Figure 1. Schematic representation of the mutations found in the p27^kip1 coding sequence, in breast cancer.¹ The mutations already functionally characterized are reported in red. The last 28 aminoacids of p27 are necessary for the binding to stathmin.^10,11 The T198A substitution may influence p27 binding to Rho⁸ or Stathmin,⁹ depending on the model system utilized. fs, frame shift; *, nonsense mutation; e2–1, altered exon junction.

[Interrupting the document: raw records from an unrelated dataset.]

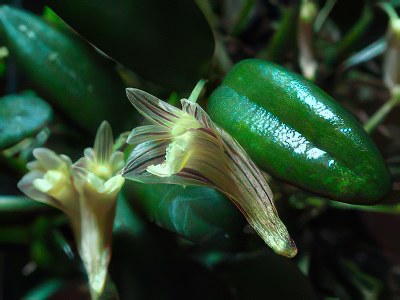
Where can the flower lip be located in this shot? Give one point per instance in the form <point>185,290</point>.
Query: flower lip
<point>185,147</point>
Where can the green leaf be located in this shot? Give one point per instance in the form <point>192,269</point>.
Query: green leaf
<point>265,276</point>
<point>167,42</point>
<point>45,290</point>
<point>74,77</point>
<point>21,116</point>
<point>20,204</point>
<point>196,213</point>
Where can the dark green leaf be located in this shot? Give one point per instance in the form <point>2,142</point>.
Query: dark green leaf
<point>167,42</point>
<point>75,77</point>
<point>197,213</point>
<point>21,116</point>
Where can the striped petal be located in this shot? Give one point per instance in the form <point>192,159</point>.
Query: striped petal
<point>155,110</point>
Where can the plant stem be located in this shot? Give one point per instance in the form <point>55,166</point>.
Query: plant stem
<point>381,114</point>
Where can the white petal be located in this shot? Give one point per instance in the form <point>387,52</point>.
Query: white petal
<point>154,109</point>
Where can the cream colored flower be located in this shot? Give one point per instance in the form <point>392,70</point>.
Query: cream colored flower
<point>185,147</point>
<point>86,192</point>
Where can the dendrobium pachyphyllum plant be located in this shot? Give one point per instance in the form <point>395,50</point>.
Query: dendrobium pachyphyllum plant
<point>86,192</point>
<point>185,147</point>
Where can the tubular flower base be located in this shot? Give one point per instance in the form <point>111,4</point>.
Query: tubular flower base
<point>185,147</point>
<point>86,192</point>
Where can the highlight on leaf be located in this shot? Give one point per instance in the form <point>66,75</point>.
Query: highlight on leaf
<point>185,147</point>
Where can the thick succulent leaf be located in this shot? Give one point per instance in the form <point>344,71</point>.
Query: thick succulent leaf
<point>74,77</point>
<point>21,116</point>
<point>196,213</point>
<point>172,51</point>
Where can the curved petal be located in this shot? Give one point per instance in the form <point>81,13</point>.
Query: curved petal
<point>103,143</point>
<point>154,109</point>
<point>47,158</point>
<point>146,133</point>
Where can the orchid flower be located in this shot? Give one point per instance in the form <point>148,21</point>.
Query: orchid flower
<point>86,192</point>
<point>185,147</point>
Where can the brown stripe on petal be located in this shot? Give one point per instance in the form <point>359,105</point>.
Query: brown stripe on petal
<point>208,131</point>
<point>133,166</point>
<point>193,174</point>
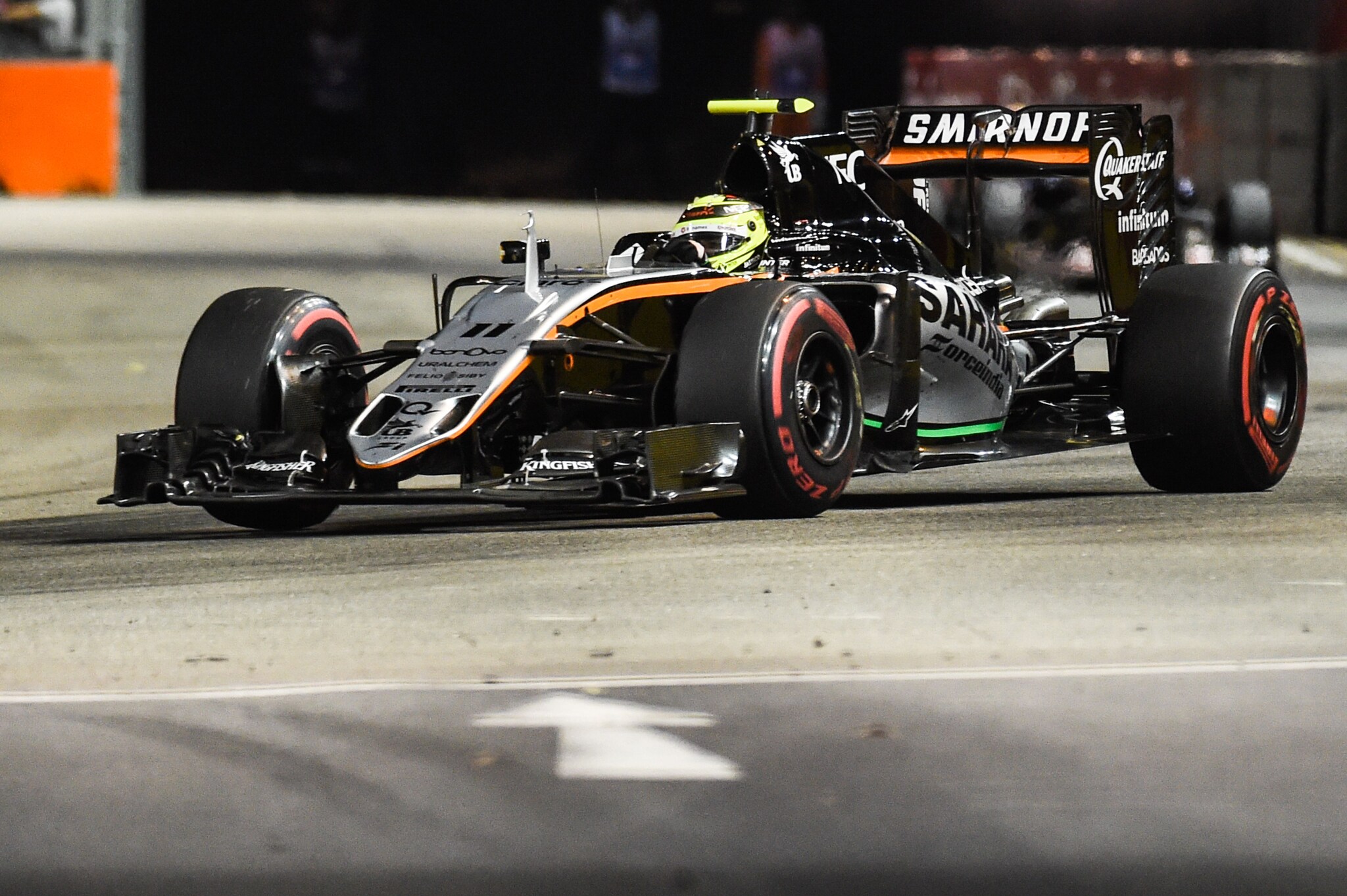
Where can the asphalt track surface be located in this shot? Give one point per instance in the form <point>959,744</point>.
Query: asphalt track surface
<point>1028,677</point>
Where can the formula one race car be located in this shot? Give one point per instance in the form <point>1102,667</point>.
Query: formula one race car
<point>804,323</point>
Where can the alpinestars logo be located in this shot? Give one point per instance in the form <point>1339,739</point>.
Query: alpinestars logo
<point>1114,164</point>
<point>289,466</point>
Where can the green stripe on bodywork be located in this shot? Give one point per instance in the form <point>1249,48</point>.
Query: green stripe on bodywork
<point>947,432</point>
<point>951,432</point>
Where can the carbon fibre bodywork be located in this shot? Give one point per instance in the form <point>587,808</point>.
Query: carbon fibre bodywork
<point>556,387</point>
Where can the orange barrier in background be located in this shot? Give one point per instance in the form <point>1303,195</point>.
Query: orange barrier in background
<point>59,127</point>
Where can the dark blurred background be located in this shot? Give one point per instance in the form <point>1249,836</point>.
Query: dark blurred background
<point>466,99</point>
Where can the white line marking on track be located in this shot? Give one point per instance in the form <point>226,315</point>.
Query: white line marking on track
<point>616,739</point>
<point>691,680</point>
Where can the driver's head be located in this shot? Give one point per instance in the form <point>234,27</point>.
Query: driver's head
<point>732,230</point>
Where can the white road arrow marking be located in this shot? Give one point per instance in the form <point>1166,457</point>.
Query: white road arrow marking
<point>616,740</point>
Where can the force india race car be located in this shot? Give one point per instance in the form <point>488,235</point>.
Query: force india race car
<point>804,323</point>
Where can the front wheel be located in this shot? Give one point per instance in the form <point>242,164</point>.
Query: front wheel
<point>1214,362</point>
<point>228,379</point>
<point>777,360</point>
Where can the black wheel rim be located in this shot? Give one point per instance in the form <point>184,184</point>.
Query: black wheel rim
<point>1276,388</point>
<point>823,401</point>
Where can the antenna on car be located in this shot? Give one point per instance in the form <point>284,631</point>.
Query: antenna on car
<point>759,110</point>
<point>599,221</point>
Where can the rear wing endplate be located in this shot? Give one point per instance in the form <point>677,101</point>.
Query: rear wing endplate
<point>1128,163</point>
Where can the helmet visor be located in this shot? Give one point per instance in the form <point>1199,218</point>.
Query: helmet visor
<point>716,239</point>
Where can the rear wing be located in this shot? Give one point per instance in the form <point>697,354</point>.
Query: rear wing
<point>1129,164</point>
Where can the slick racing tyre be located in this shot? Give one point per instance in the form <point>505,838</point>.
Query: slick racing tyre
<point>227,379</point>
<point>777,360</point>
<point>1214,358</point>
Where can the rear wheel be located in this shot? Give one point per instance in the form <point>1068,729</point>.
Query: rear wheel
<point>777,360</point>
<point>227,379</point>
<point>1214,358</point>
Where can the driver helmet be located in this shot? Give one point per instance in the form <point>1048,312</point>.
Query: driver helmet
<point>729,230</point>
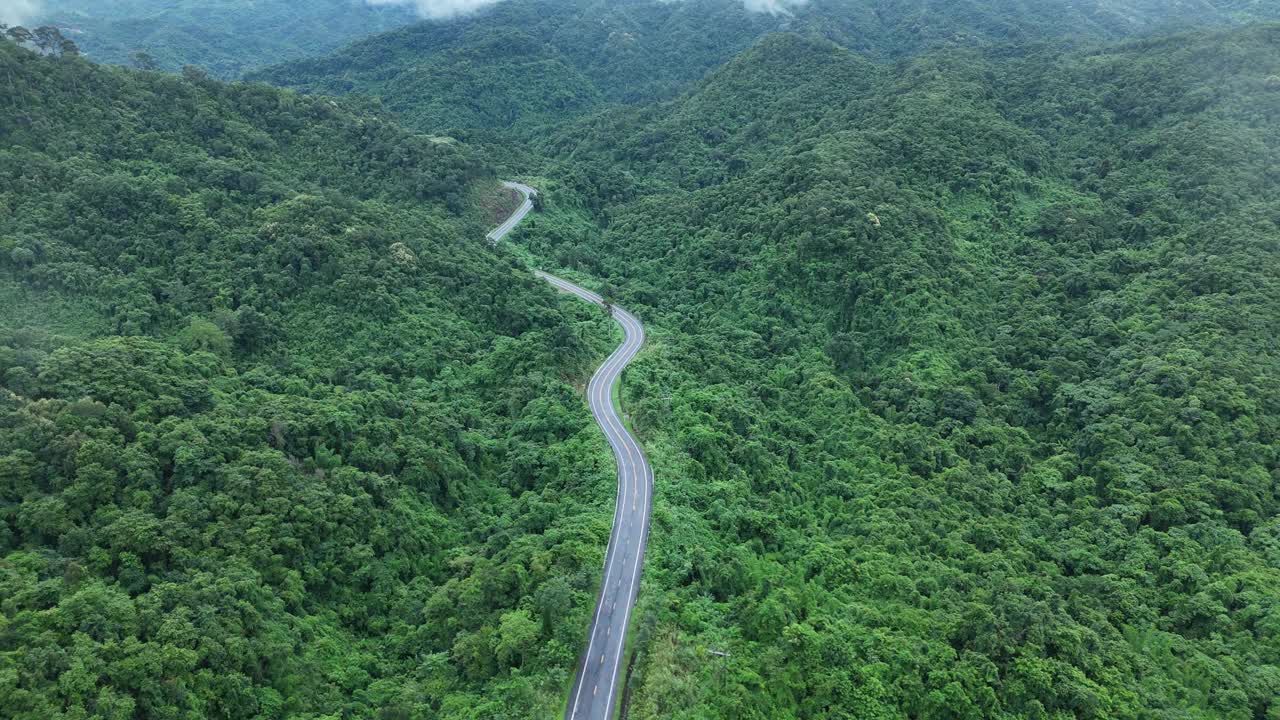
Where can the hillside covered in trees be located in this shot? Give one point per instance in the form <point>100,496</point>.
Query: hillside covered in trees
<point>225,37</point>
<point>528,63</point>
<point>961,386</point>
<point>963,379</point>
<point>279,434</point>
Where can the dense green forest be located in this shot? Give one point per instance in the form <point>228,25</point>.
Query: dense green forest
<point>528,63</point>
<point>961,387</point>
<point>963,384</point>
<point>279,434</point>
<point>225,37</point>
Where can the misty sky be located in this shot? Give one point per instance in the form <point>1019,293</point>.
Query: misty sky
<point>17,12</point>
<point>453,8</point>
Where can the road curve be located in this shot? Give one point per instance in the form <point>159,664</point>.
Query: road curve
<point>595,687</point>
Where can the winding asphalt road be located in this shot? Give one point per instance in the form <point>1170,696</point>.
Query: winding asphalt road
<point>595,687</point>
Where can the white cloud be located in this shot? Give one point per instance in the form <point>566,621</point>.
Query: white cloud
<point>432,9</point>
<point>18,12</point>
<point>773,7</point>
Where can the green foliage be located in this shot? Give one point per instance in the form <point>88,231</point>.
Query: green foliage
<point>529,63</point>
<point>225,37</point>
<point>963,381</point>
<point>282,434</point>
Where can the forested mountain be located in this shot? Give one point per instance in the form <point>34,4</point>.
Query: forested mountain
<point>961,383</point>
<point>225,37</point>
<point>279,434</point>
<point>533,62</point>
<point>963,379</point>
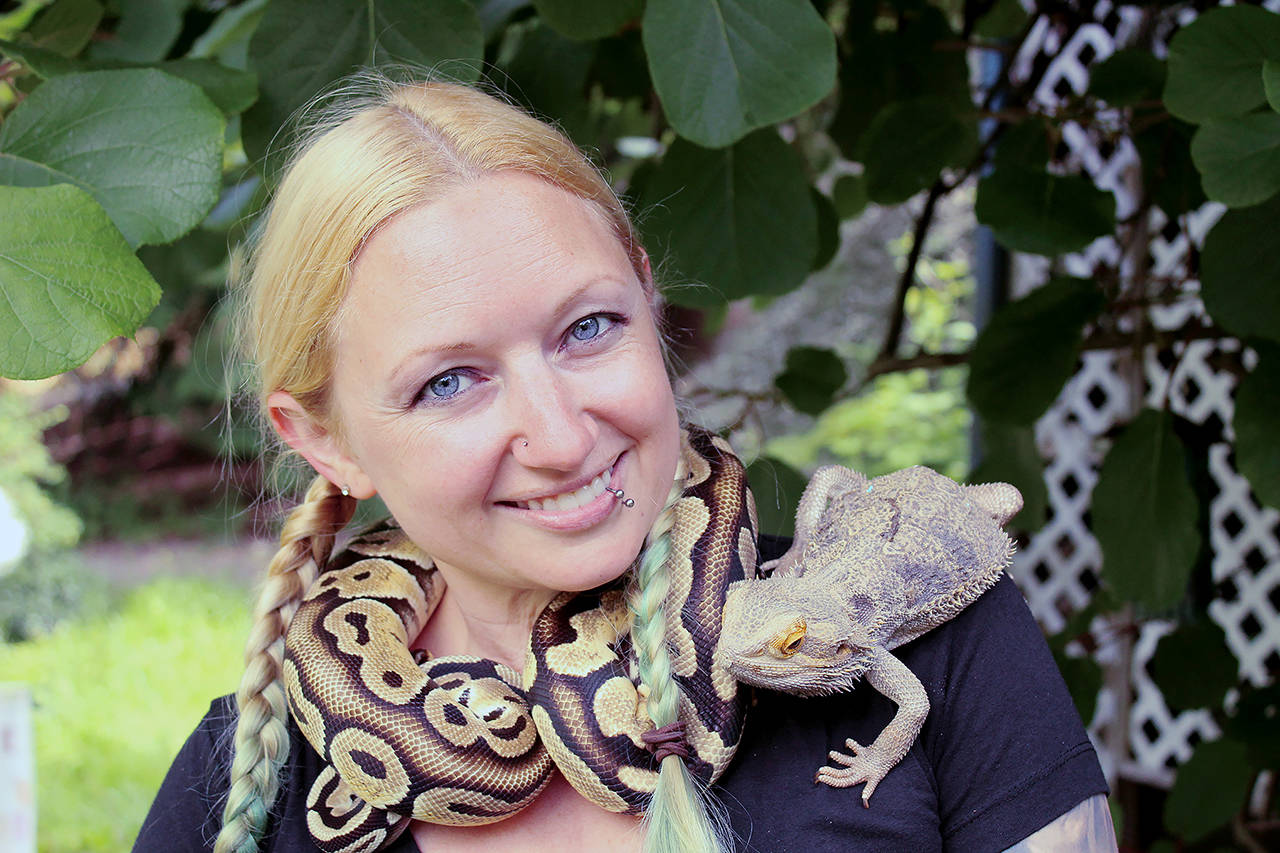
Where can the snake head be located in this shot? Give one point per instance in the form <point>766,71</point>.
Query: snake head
<point>790,635</point>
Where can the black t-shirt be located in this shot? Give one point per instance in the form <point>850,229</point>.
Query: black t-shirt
<point>1001,755</point>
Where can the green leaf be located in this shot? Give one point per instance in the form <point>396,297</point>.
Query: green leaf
<point>777,488</point>
<point>298,53</point>
<point>1144,514</point>
<point>227,37</point>
<point>621,69</point>
<point>739,220</point>
<point>1193,666</point>
<point>1253,723</point>
<point>1257,423</point>
<point>812,378</point>
<point>828,228</point>
<point>723,68</point>
<point>1031,210</point>
<point>1004,21</point>
<point>1239,158</point>
<point>146,145</point>
<point>145,33</point>
<point>1028,351</point>
<point>910,142</point>
<point>1210,789</point>
<point>1083,679</point>
<point>229,89</point>
<point>1168,172</point>
<point>849,194</point>
<point>1214,63</point>
<point>41,62</point>
<point>68,279</point>
<point>548,73</point>
<point>1024,145</point>
<point>1271,82</point>
<point>881,68</point>
<point>1009,455</point>
<point>586,19</point>
<point>1128,77</point>
<point>67,26</point>
<point>1240,270</point>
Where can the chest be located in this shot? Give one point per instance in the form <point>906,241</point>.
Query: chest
<point>772,799</point>
<point>560,819</point>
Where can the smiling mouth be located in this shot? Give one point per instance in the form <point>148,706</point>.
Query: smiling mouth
<point>570,500</point>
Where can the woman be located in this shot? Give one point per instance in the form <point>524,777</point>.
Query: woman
<point>448,308</point>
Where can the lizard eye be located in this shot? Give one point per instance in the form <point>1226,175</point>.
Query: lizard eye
<point>787,643</point>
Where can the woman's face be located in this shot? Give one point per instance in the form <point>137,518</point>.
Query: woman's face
<point>497,368</point>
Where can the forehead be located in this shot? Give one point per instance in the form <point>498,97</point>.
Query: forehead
<point>507,231</point>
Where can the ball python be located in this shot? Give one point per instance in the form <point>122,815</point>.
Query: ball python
<point>464,740</point>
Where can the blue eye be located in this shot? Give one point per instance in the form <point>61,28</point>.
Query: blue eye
<point>586,328</point>
<point>592,327</point>
<point>448,384</point>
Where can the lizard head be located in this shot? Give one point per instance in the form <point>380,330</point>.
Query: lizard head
<point>791,634</point>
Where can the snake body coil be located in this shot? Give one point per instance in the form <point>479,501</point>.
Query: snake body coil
<point>464,740</point>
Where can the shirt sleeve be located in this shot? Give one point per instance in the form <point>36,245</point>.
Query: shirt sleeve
<point>184,816</point>
<point>1006,746</point>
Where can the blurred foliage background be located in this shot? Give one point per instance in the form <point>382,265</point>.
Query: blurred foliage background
<point>808,176</point>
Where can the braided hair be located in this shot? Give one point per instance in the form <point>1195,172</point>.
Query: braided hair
<point>261,731</point>
<point>680,817</point>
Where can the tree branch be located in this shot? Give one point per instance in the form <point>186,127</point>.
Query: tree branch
<point>897,318</point>
<point>1191,331</point>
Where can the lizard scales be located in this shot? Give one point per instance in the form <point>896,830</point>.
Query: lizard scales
<point>874,565</point>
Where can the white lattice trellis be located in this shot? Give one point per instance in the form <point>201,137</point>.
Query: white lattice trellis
<point>1061,565</point>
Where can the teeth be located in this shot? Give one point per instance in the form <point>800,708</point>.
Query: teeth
<point>571,500</point>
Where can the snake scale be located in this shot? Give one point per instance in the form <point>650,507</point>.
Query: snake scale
<point>465,740</point>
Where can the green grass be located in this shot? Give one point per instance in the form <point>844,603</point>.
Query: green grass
<point>114,699</point>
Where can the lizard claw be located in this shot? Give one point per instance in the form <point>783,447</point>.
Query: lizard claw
<point>862,766</point>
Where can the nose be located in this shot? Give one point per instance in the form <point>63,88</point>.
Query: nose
<point>551,428</point>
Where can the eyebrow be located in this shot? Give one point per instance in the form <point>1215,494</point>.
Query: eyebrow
<point>467,346</point>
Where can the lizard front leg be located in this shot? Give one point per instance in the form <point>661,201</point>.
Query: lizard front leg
<point>872,763</point>
<point>813,503</point>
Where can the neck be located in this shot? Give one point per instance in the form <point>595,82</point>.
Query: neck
<point>481,620</point>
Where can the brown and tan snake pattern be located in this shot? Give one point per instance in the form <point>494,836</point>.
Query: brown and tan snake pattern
<point>465,740</point>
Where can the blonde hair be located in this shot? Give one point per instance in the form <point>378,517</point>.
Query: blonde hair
<point>357,165</point>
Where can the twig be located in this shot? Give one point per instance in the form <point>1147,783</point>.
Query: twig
<point>1192,331</point>
<point>897,318</point>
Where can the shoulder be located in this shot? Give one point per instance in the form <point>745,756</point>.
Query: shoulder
<point>1002,751</point>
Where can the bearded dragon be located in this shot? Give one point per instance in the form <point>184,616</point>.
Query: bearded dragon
<point>874,564</point>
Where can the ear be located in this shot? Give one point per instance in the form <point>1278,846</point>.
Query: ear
<point>316,445</point>
<point>1000,500</point>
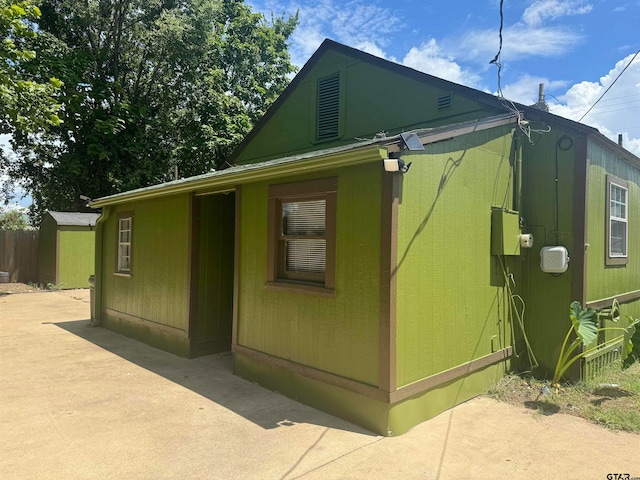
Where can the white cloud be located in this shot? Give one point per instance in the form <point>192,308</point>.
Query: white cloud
<point>356,23</point>
<point>480,46</point>
<point>543,10</point>
<point>617,112</point>
<point>525,89</point>
<point>430,59</point>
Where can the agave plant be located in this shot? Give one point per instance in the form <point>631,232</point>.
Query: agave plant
<point>584,324</point>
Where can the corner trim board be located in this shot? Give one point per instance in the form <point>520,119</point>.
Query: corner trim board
<point>388,287</point>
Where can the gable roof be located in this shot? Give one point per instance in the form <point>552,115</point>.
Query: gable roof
<point>468,92</point>
<point>74,218</point>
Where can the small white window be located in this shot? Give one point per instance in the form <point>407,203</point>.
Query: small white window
<point>124,244</point>
<point>617,221</point>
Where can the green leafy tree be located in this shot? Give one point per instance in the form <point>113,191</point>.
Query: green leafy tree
<point>585,329</point>
<point>147,85</point>
<point>13,220</point>
<point>27,103</point>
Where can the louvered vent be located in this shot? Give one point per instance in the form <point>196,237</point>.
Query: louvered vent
<point>444,101</point>
<point>328,108</point>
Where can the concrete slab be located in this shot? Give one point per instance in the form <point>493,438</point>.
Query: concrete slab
<point>78,402</point>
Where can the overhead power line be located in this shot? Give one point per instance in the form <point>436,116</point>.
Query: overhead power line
<point>612,84</point>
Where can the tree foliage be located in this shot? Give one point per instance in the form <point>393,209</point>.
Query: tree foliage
<point>27,102</point>
<point>13,220</point>
<point>147,85</point>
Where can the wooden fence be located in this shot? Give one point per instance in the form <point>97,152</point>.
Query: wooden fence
<point>19,255</point>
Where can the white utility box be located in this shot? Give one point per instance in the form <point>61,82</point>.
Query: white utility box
<point>554,259</point>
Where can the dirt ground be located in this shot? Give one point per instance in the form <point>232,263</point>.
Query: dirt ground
<point>7,288</point>
<point>78,402</point>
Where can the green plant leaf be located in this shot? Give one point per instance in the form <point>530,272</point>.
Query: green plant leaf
<point>585,323</point>
<point>631,343</point>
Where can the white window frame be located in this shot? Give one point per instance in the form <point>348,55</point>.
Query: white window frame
<point>616,185</point>
<point>125,236</point>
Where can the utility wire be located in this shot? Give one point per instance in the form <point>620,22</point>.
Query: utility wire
<point>612,84</point>
<point>496,59</point>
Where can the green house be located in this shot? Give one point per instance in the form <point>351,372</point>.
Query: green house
<point>385,246</point>
<point>66,249</point>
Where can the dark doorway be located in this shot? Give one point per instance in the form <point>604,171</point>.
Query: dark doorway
<point>211,318</point>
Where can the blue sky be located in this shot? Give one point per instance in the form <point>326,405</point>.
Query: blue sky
<point>576,48</point>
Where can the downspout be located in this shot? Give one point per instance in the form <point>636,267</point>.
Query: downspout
<point>517,173</point>
<point>99,267</point>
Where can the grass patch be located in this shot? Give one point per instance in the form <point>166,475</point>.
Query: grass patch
<point>611,400</point>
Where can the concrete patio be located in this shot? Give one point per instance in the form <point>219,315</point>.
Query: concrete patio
<point>79,402</point>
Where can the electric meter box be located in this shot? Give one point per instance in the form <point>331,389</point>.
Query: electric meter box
<point>505,232</point>
<point>554,259</point>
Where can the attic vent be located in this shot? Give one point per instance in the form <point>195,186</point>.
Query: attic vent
<point>444,101</point>
<point>328,107</point>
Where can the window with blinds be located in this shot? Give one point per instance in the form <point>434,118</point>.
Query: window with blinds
<point>124,244</point>
<point>302,236</point>
<point>617,221</point>
<point>303,229</point>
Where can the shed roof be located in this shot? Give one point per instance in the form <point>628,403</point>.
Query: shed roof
<point>307,162</point>
<point>74,218</point>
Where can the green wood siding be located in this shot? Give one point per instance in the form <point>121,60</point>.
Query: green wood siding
<point>47,245</point>
<point>158,288</point>
<point>607,281</point>
<point>547,297</point>
<point>77,256</point>
<point>214,264</point>
<point>448,311</point>
<point>385,101</point>
<point>339,334</point>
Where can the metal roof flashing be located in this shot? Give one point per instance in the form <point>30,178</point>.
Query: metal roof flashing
<point>80,219</point>
<point>360,152</point>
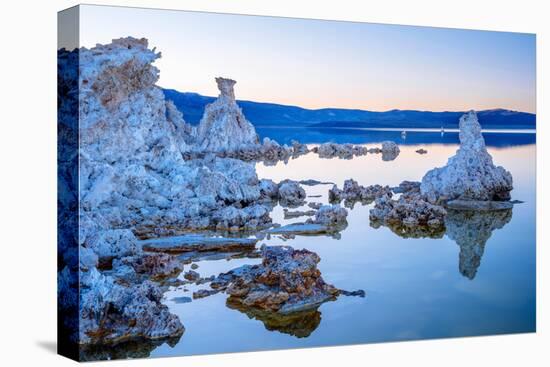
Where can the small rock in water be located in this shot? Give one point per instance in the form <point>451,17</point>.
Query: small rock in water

Among the reported mutations the T198A and the E171* are of particular interest, since they have been already characterized for their significance in experimental studies. Phosphorylation of T198 residue is responsible for p27 increased proteasomal degradation via Skp2-independent mechanism, and it is also involved in the regulation of cell motility.^8,9 The E171* nonsense mutation leads to formation of a truncated protein lacking the last 28 amino acids. This deletion mutant has been thoroughly described in vitro; it is known to be more stable than the WT protein, it retains the ability to bind and inhibit the cyclin/CDK complexes; but it loses the ability to inhibit cell motility and metastasis formation.^9-12 Q163*, K134fs and P137fs mutations, which have not been studied yet, await for an equal characterization and will probably highlight important aspect of p27 functions, as well.

The fact that E171* and the T198A mutations, independently identified as important for the control of cell motility by p27 via the interaction with stathmin,^9-12 are also present in primary human breast cancer, strongly suggests that this interaction has clinical relevance and is critical for the tumor suppressor functions of p27, as we previously hypothesized.^10-12

Overall, we believe that the information arising from the study of this cohort of primary breast tumors will considerably improve our comprehension of p27 role in cancer and, eventually, of its potential use as biomarker and/or therapeutic target.